PALANGKA RAYA- Seiring datangnya musim panen buah lokal khas Kalimantan, penjual buah pun membeludak. Saking banyaknya, area bawah Jembatan Kahayan pun dipadati oleh lapak para penjual buah lokal ini.
Bermodal lapak yang dibuka di atas trotoar Jalan Ahmad Yani, sudah dua tahun belakangan ini Yusnani berjualan buah-buah tropis lokal di lokasi itu. Sayangnya, animo masyarakat kian tergerus dengan membanjirnya buah-buah impor di pasaran.
Berbagai buah lokal dijualnya, seperti katiau manalagi, katiau merah, manamun, mata kucing, kariwon, kapul kuning, kapul putih, tongkoi atau durian hutan, mantawa, dan paken. Menurutnya, sudah menjadi kebiasaan bahwa saban tahun jelang musim panen buah lokal, banyak pembeli yang memburu buah-buahan khas Kalimantan ini.
“Untuk tahun ini, yang paling banyak diminati para pembeli adalah tongkoi (durian hutan, red). Sedangkan tahun lalu, yang paling laris yakni buah katiau dan kapul,” ungkap wanita berusia 40 tahun ini ketika dibincangi Kalteng Pos di tempatnya berjualan, Sabtu (1/2) sekitar pukul 15.00 WIB.
Buah-buah tersebut dipasoknya dari pengepul yang berada dari desa-desa pedalamana di seputaran Kalimantan Tengah. “Buah ini dibawa dari daerah hutan Buntok. Karena untuk tahun ini, banyak yang panen dari sana. Lokasi pastinya di mana, saya juga tidak tahu,” katanya.
Tahun ini Yusnani berjualan bersama keluarga. Mulai dari orang tua, suami, anak, adik sepupu, serta keluarga lainnya. “Dari Tangkiling sekitar 10 anggota keluarga berjualan di sini untuk sama-sama mencari rezeki,” bebernya yang saat itu didampingi anaknya.
Lapak dibuka sekitar pukul 09.00 WIB. Diakuinya bahwa terkadang lapak dibuka hingga menjelang malam. Harga jualan pun bervariasi. Mulai dari 20 ribu hingga 25 ribu per kilogram.
“Terkadang harga segitu saja banyak yang mengeluh kemahalan. Tapi mau bagaimana lagi. Dari petani yang memanen dari hutan biasanya dijual dahulu ke pengepul. Nah kami membeli lagi dari pengepul. Sebenarnya ini harga standar saja,” tutur wanita kelahiran 1980.

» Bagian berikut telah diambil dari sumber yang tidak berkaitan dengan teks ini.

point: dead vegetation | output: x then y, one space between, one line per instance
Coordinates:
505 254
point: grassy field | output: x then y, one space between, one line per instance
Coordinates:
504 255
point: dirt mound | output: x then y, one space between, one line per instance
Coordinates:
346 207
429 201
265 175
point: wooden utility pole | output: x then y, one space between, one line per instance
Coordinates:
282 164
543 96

Menurutnya, pendapatan dari hasil berjualan buah lokal ini dalam sehari sangat tergantung dari banyak tidaknya buah yang dijual. Apabila buah yang dibeli dari pengepul dalam jumlah banyak, maka hasil yang didapatkan pun terbilang lumayan. “Ya, kira-kira kalau dalam sehari kami bisa dapat sekitar 500 ribu,” tukas wanita kelahiran Tumbang Miri itu.
Kalteng Pos mencoba bercakap-cakap dengan para pembeli yang menyambangi lapak jualan buah local ini. Para pengunjung itu mengaku membeli kapul kuning dan mantawa untuk dijadikan camilan. Mereka mengatakan bahwa buah yang dibeli ini terasa manis karena belum lama dipanen.

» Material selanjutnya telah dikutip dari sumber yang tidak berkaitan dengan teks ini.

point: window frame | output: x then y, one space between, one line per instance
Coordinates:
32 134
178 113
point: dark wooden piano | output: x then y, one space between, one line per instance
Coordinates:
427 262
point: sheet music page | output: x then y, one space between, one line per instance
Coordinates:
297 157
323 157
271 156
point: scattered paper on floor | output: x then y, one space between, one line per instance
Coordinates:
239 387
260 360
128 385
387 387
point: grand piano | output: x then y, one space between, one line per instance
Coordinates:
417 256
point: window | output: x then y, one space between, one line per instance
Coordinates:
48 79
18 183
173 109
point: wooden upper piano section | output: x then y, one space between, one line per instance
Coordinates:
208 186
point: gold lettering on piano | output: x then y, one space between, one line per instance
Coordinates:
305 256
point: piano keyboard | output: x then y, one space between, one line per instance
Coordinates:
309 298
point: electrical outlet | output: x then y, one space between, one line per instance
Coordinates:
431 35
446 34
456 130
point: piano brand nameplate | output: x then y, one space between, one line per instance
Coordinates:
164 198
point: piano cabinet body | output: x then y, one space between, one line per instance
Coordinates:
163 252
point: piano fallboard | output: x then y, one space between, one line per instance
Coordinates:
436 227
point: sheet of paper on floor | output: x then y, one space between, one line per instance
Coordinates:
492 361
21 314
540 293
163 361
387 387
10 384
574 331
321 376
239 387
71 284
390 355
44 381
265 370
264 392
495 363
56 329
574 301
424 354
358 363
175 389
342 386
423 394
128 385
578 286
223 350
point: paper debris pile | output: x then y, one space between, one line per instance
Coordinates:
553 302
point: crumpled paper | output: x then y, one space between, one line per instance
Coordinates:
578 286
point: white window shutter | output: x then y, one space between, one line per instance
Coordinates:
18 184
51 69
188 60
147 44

“Saya sering mas beli buah di sini. Harganya murah. Rasa buahnya juga manis, karena mungkin baru dipetik dari hutan ya,” kata salah satu pembeli, Sintiyani Aprilia, seraya tersenyum.

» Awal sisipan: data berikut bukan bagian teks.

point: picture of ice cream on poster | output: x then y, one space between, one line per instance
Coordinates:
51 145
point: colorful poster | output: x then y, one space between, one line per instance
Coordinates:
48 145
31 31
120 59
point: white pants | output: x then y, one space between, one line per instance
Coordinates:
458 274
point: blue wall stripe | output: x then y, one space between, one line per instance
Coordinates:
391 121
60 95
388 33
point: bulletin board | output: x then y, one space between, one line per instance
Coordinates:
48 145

Sementara itu, Aldo warga asal Provinsi Jawa Timur, yang juga mampir ke lapak buah itu mengaku baru pertama kali mencoba menikmati buah-buahan lokal khas hutan Kalimantan ini.
“Tadi itu sedang jalan-jalan bersama teman. Kebetulan melintas di sini. Saya tertarik untuk mendekat, apalagi lihat ada banyak orang di bawah jembatan ini. Sebelumnya belum pernah sih memakan buah-buahan seperti ini. Setelah dicoba, eh ternyata enak juga,” tuturnya dengan logat Jawa yang khas.
Karena ketagihan akan manisnya buah-buah itu, ia pun meminta penjual untuk membungkuskan setiap jenis buah untuk dibeli satu kilogramper jenisnya. “Menarik… menarik… menarik… Saya jadi ingin membelinya untuk dijadikan oleh-oleh,” pekik pria berperawakan gempal itu. (fiq/*/ce/ala)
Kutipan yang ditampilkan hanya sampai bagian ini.